Founded in 2009, Kickstarter has grown incredibly rapidly. In 2012 Kickstarter brought in about $320 million. In 2013 Kickstarter raised $480 million, in 2014 they brought in $529 million, and in 2015 they generated $692 million. If you're interested in getting your share of the $50+ million a month flowing through Kickstarter...you're on the right website.
Kickstarter is a rewards based crowdfunding website. People present their projects to the world by creating a mini website on Kickstarter that describes what they'd like to do. They also explain why they want to do it and what rewards they are willing to provide for various levels of support. Every project has a specific dollar goal associated with it. If the goal is not reached the supporters (Backers) are not out any money and no funds are provided to the project's creator. Projects can and often do exceed their financial goals. Funding received in excess of the goal supports expansion of the original project scope and additional profit to the originator of the project (Creator).
While we are still in the early days of Kickstarter, already 195 projects have brought in over $1 million...and the numbers are climbing. So what are the Kickstarter guidelines and what does it take to run a successful Kickstarter project?
Your project needs to have creative aspects to it and it will need to fit into one of the following categories (although some creativity here may help): Art, Comics, Crafts, Dance, Design, Fashion, Film & Video, Food, Games, Journalism, Music, Photography, Publishing, Technology, and Theater. If you're not sure that your project could fit into one of the categories please call us to discuss the various options.
There are also some types of projects that are prohibited by Kickstarter. While most of the restrictions are reasonable, a few are a bit surprising. Be sure to get some feedback on your project idea before going very far down the development path.

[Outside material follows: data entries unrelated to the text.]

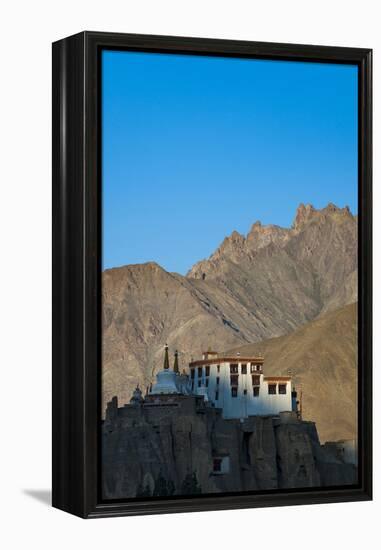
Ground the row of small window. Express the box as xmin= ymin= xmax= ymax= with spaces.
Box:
xmin=191 ymin=363 xmax=261 ymax=380
xmin=230 ymin=363 xmax=261 ymax=374
xmin=230 ymin=374 xmax=261 ymax=386
xmin=226 ymin=384 xmax=287 ymax=401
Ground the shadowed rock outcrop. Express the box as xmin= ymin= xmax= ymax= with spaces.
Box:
xmin=102 ymin=395 xmax=357 ymax=499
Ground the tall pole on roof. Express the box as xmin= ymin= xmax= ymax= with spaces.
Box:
xmin=164 ymin=344 xmax=169 ymax=370
xmin=173 ymin=350 xmax=179 ymax=373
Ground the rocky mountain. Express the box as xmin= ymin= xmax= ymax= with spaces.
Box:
xmin=229 ymin=303 xmax=357 ymax=442
xmin=103 ymin=204 xmax=357 ymax=440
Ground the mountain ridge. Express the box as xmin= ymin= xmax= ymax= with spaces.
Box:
xmin=102 ymin=204 xmax=357 ymax=444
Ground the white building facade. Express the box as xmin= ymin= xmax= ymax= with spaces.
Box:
xmin=150 ymin=346 xmax=297 ymax=419
xmin=189 ymin=352 xmax=296 ymax=418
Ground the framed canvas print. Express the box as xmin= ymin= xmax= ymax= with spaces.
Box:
xmin=53 ymin=32 xmax=372 ymax=517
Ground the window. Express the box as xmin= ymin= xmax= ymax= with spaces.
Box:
xmin=251 ymin=374 xmax=261 ymax=386
xmin=213 ymin=458 xmax=222 ymax=472
xmin=230 ymin=374 xmax=238 ymax=386
xmin=212 ymin=456 xmax=230 ymax=475
xmin=250 ymin=363 xmax=261 ymax=373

In addition to complying with the Kickstarter rules you and your project need a few other characteristics to succeed. Your project idea must be such that lots of people will be interested in supporting it. Your rewards need to be appealing to the community likely to support your effort, and you must have the capability of communicating to lots of people about your project.
Kickstarter represents an excellent alternative to applying for grants. Business grants, allegedly free government grants, and the hard to pursuade angel investor have one thing in common. A person or a small committee decides if you are worthy of support. If they don't smile upon your project, you're out of business. Crowdfunding however is a democratic process where no single person can block your project from the funds you need. Traditional firms and organizations pursuing nonprofit fundraising are welcome to utilize Kickstarter. Corporate projects, school projects, and church fundraiser ideas are all welcome.